If that is the case, why are we having this conversation and debate? If there is no issue, why have the Government brought this Bill before the House, unless there is something about which they are concerned?
As others have said, there is a real risk of a chilling effect on our national debate given the timing and rush of this Bill. The Minister has acknowledged that the Government are in a rush to get the legislation in place for the 2015 general election, and inevitably people will think that they are trying to insulate their own record, MPs and candidates from legitimate democratic criticism. A number of high-profile campaigns could have been stymied by the legislation, such as that run by the National Union of Students in 2010 on tuition fees, the equal marriage campaign by Stonewall, or, as many Members have said, the Royal British Legion military covenant campaign.
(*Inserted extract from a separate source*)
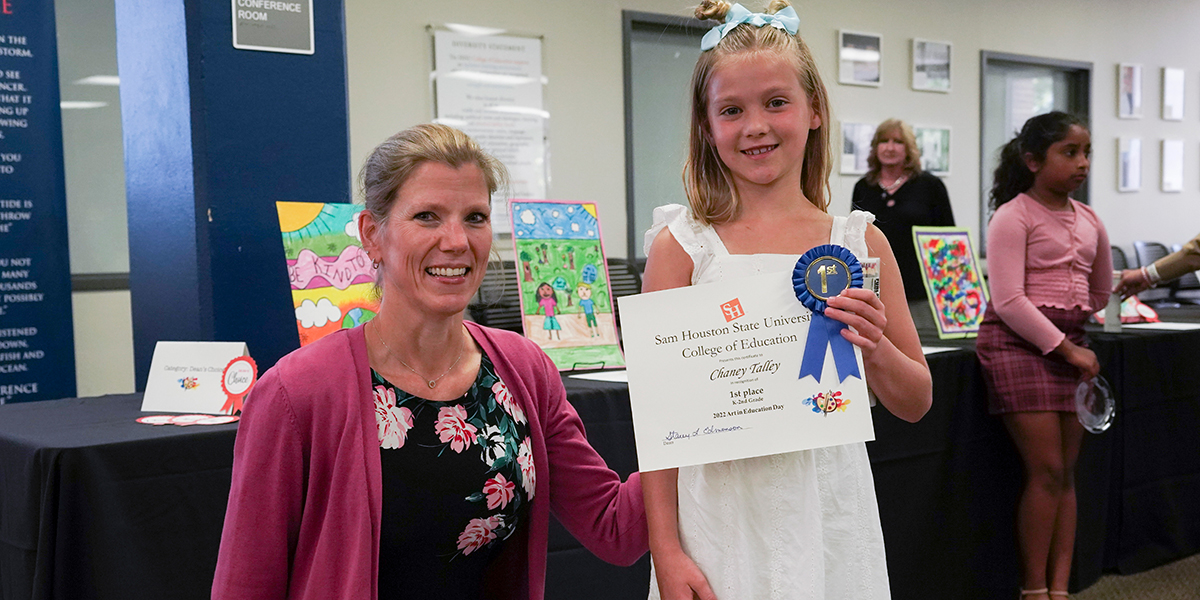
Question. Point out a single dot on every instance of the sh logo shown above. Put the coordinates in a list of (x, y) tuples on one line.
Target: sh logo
[(732, 310)]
At a time when trust in politics is at an all-time low, why are the Government bringing forward a measure that could restrict the one part of our politics that is doing a good job of engaging people? As well as having a chilling effect on debate, the Bill could also allow this Government, and future Governments, to escape scrutiny on their record and policies. To pluck an example of interest to the Liberal Democrats, might it stop the National Union of Students from holding them to account for how they voted on tuition fees, stop organisations such as the excellent Family and Childcare Trust from highlighting how the Government have driven up the cost of child care for working families, or stop the Royal College of Nursing from warning the public about the impact of Government health policies?
The Royal British Legion was mentioned earlier in the debate, and its circular makes an incredibly powerful case about the weakness of the Government amendment. The Royal British Legion remains
“unconvinced that legitimate awareness-raising activities won’t be captured by the revised definition”.
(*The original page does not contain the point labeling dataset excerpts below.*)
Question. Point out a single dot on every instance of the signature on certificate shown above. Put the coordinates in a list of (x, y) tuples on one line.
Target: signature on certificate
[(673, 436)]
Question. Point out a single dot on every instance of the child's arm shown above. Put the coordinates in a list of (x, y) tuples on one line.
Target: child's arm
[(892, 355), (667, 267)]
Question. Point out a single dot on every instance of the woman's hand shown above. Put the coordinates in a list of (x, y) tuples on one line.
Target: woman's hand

The Electoral Commission’s own briefing confirms those concerns:
“activity does not have to be ‘party political’ for its costs to be regulated.”
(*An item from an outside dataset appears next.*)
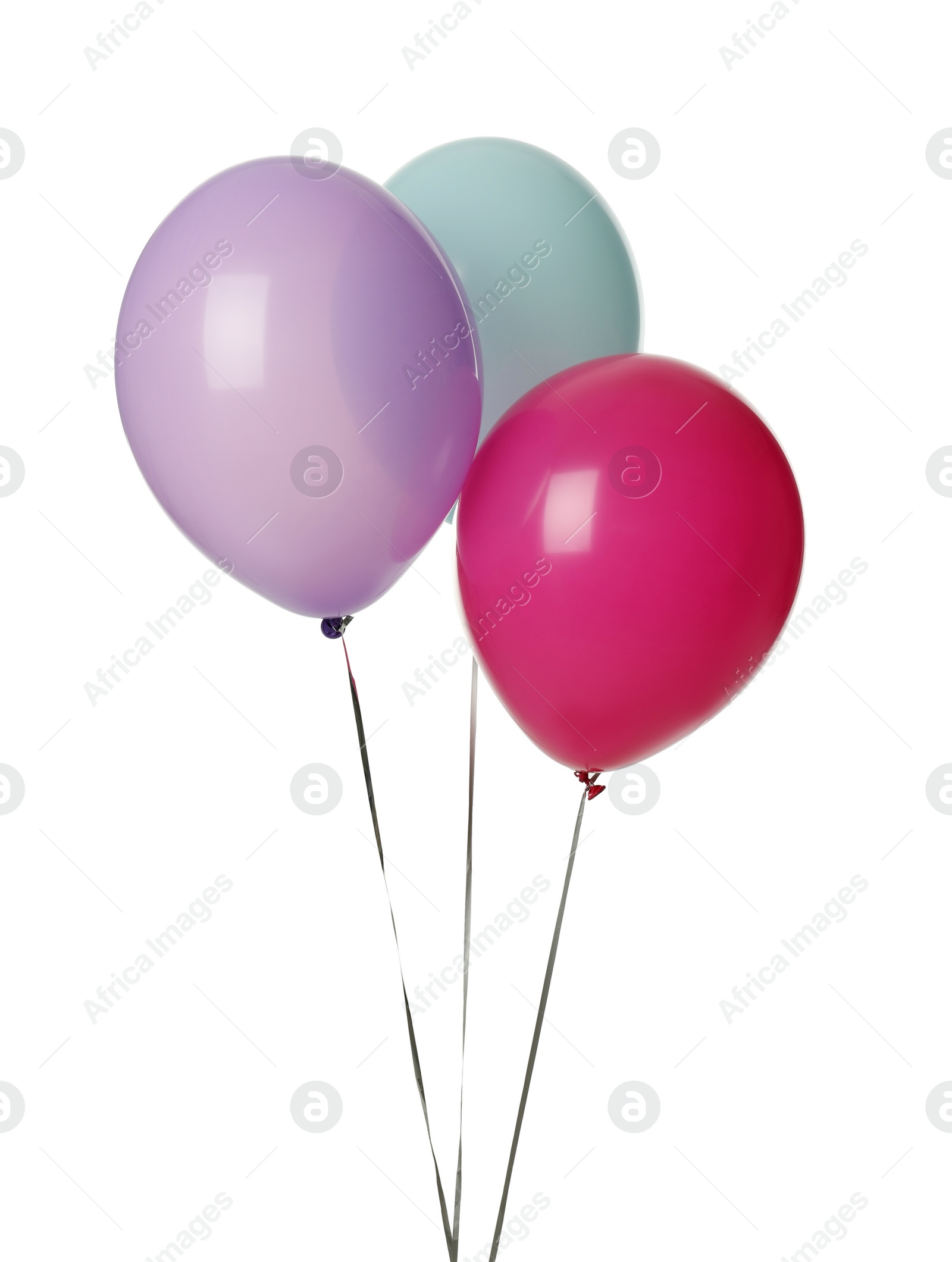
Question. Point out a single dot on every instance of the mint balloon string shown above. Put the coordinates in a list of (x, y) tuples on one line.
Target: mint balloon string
[(335, 631), (468, 922)]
Is it really the Government’s intention for the excellent work of organisations such as the Royal British Legion to be curtailed because of this hastily thrown together Bill? Surely it is not. Had they undertaken proper pre-legislative scrutiny—a case made powerfully by the Political and Constitutional Reform Committee—they would have discovered the problems that this clause and this part of the Bill will create.
My hon. Friend is right to raise that concern. It occurs to me that, no matter how complicated a problem is, it will be a lot more complicated when we introduce talk of any of the devolved Administrations.
I want to offer one more important example that has been raised previously with the Minister. The National Union of Students might arrive in his constituency in the year running up to May 2015 with a leaflet saying, “Here is a photograph of your MP, Tom Brake, signing a pledge not to vote in any circumstances for increased tuition fees. This is what he said, and this is how he voted.” Will he confirm—yes or no—whether that campaign or that union would fall foul of the spending limits and the sanctions in the Bill? That is a reasonable question, and it is reasonable to ask the Minister to say, one way or another, whether that is the case.
At the last general election, I attended a number of hustings. At the very end of one that was organised by a church—a charitable organisation—it was announced that the candidates present would be asked to sign a public pledge and that a photograph of the candidates signing the pledge would be subsequently distributed to voters. The pledge was to campaign to allow asylum seekers to get work legally. I said, “No, I don’t believe in that policy,” and had to walk off the stage and allow the other candidates to have their photograph taken, which would have had an effect on the voting intentions of certain groups of people in my constituency. A charitable organisation was distributing information that had an effect on my election. Will the Minister say whether that, in his opinion, according to the legislation, will fall foul of the limits and sanctions in the Bill?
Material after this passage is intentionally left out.